Taladores derrumbaron decenas de árboles de pino para luego trasladarlos a centros de transformación de madera que operan de manera clandestina en la periferia de San Cristóbal de las Casas sin que hasta el momento, ninguna autoridad frene el tráfico ilegal de madera que opera con facturas apócrifas. Los pobladores urgen la intervención de Profepa y Semarnat.

San Cristóbal de las Casas, Chiapas. Un desmonte de decenas de árboles de pino que alcanzan alturas de entre 15 y 20 metros fue exhibido por pobladores de este Municipio que atribuyeron la deforestación a talamontes ilegales que operan en la zona sin que ninguna autoridad ambiental intervenga para frenar el tráfico de madera.

De acuerdo con la denuncia de los pobladores, se trata de decenas de árboles de pino con edades de entre 25 y 30 años que fueron derribados durante el fin de semana en un paraje localizado atrás del Parque Ecológico del Arcotete, a unos cinco kilómetros de San Cristóbal de las Casas.

La zona de desmonte quedó cubierta de los trozos de árboles de pino que fueron talados con maquinaria pesada y quedaron repartidos en el suelo a la espera de que sean transportados en vehículos a los centros de procesamiento y transformación de la madera.

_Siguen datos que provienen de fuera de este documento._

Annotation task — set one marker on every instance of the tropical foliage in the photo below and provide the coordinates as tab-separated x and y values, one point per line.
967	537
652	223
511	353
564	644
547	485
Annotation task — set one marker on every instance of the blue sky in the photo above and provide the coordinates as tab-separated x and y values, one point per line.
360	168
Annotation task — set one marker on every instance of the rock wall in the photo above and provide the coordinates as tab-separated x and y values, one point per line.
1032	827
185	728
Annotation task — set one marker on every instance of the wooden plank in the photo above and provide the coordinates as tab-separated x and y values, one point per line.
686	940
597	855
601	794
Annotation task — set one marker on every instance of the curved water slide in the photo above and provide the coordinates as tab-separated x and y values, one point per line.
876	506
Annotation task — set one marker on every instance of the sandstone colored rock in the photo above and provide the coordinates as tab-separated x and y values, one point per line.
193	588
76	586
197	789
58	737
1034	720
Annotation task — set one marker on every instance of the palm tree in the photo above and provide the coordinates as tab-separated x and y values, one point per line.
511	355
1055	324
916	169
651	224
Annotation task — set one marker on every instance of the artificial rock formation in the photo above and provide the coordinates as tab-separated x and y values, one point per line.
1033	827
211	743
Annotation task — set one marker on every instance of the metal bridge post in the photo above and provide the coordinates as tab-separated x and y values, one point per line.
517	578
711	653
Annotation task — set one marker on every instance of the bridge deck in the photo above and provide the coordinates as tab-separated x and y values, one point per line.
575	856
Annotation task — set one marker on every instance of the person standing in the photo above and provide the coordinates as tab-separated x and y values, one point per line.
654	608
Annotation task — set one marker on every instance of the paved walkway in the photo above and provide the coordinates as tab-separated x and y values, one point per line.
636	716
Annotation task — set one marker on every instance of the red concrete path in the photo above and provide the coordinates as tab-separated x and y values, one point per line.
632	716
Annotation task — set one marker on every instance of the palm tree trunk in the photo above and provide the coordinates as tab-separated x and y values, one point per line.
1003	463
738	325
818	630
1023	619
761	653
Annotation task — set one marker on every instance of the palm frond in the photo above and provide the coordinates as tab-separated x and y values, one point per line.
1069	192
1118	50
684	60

Pie de foto: Desmonte de árboles de pino en San Cristóbal de las Casas. Crédito: Cortesía
Pie de foto: Desmonte de árboles de pino en San Cristóbal de las Casas. Crédito: Cortesía

 

“¿Dónde está la Semarnat, dónde está Profepa?, el 90 por ciento de la madera que se vende en Chiapas es clandestina y esta fotografía es de hoy pero bien puede ser de hace 10 o 15 o 20 años porque ese ha sido el modus operandi desde hace años aquí en el Estado: contactan al dueño que tiene la madera, la aserran y la venden en todas las madererías ilegales que hay en la periferia de San Cristóbal, de Comitán, de Tuxtla, y así ha sido siempre”, declaró un poblador a Evlyn.Online que por motivos de seguridad pidió el anonimato.

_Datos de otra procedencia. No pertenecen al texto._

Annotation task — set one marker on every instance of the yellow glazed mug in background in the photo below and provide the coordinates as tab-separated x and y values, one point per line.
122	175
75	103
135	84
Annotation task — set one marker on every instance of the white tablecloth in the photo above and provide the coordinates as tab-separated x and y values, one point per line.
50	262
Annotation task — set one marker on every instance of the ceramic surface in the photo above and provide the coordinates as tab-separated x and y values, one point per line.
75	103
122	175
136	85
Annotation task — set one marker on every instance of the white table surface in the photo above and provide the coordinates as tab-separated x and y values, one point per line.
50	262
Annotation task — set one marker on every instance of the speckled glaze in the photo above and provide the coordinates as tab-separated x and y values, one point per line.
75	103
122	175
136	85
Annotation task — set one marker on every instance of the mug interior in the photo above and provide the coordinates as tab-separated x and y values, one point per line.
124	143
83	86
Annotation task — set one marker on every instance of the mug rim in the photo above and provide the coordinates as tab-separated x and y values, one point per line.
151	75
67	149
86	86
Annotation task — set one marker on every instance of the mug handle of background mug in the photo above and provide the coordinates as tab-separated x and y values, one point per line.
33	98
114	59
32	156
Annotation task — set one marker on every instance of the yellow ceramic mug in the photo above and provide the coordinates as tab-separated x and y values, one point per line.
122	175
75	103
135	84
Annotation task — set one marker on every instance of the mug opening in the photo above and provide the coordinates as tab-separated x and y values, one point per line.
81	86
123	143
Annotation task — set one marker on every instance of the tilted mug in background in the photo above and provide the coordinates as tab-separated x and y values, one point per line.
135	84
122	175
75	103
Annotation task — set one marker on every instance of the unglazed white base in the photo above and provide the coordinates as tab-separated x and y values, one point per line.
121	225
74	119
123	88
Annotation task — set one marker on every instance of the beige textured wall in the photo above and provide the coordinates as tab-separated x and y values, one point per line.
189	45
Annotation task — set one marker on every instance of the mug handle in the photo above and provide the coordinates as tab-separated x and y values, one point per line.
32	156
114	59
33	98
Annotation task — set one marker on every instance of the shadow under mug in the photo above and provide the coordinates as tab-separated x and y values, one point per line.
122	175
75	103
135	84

Representantes del sector forestal chiapaneco han denunciado que la tala ilegal se agudizó en los últimos años debido a la intervención del crimen organizado que intenta controlar el comercio ilegal de la madera que se extrae de los bosques y selvas de Chiapas para luego distribuirlo en el mercado nacional e internacional.

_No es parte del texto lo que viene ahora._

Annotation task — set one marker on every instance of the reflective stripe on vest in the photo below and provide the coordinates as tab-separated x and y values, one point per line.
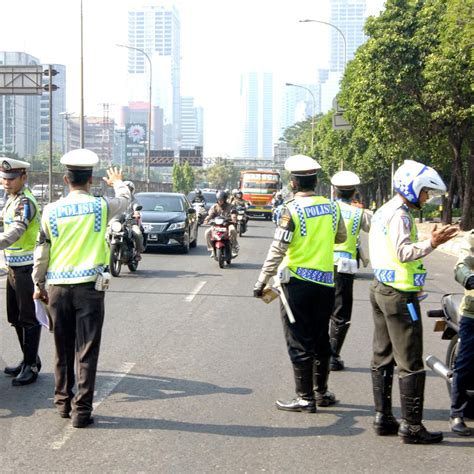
20	253
352	219
408	276
79	250
310	253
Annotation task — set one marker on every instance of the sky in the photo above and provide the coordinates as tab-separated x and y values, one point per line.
220	39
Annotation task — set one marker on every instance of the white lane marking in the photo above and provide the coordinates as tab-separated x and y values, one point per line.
196	290
102	393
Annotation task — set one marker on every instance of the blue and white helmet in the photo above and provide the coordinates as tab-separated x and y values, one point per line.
411	177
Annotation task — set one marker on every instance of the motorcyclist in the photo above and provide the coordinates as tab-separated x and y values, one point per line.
136	231
463	375
224	209
198	197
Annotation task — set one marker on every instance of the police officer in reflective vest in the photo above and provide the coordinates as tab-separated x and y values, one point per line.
345	261
302	254
71	256
21	219
395	256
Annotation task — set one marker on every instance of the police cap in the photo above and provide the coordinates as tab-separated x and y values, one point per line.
302	165
80	159
11	168
345	180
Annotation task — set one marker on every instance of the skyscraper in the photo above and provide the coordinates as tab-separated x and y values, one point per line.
349	17
19	114
155	29
257	95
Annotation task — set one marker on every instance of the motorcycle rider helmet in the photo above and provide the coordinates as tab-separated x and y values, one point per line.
130	186
412	177
221	196
345	180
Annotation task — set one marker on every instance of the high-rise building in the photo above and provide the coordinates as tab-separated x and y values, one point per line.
19	114
349	17
155	29
191	124
58	103
257	95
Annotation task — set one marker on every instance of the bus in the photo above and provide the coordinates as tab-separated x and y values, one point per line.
258	188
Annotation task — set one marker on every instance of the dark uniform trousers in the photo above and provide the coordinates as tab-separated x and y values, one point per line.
20	305
311	303
397	337
342	313
77	312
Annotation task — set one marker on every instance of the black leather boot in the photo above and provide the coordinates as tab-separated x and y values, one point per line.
14	370
29	370
337	334
384	423
324	397
304	402
412	431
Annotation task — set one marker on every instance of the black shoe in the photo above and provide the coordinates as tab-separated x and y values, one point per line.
297	404
336	364
13	371
459	427
385	425
418	434
325	399
28	374
82	421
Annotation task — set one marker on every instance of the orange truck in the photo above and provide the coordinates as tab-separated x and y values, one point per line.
258	188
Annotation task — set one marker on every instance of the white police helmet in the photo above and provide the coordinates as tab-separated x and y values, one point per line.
411	177
80	159
345	180
302	165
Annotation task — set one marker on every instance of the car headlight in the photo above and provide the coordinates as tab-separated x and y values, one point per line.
116	226
177	226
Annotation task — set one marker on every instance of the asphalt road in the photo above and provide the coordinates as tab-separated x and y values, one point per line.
190	368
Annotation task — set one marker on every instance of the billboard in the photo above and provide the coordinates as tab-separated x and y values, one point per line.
135	143
161	157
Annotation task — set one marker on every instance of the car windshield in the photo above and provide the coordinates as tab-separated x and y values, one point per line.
161	203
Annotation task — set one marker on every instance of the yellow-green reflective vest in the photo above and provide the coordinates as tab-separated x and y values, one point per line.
352	219
79	250
20	253
408	276
310	253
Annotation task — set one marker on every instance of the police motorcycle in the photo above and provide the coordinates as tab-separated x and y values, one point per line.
200	211
220	240
241	220
448	324
122	243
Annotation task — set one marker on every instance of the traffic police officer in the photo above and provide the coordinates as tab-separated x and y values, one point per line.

Pie de foto: Trozos de madera derribados por taladores ilegales. Crédito: Cortesía
Pie de foto: Trozos de madera derribados por taladores ilegales. Crédito: Cortesía

 

Pobladores de San Cristóbal de las Casas expusieron que en la periferia de este municipio operan al menos 50 aserraderos que se abastecen de madera clandestina para luego transformarla y colocarla en el mercado mediante facturas apócrifas.

“Aquí los forestales que sí respetan la ley ya no venden, ya no quieren vender la madera aquí porque les piden el cobro de piso y lo que están haciendo es irse a otros puntos de venta más concurridos como en Tuxtla donde ya muchos están reabriendo sus negocios allá”, denunció otro poblador.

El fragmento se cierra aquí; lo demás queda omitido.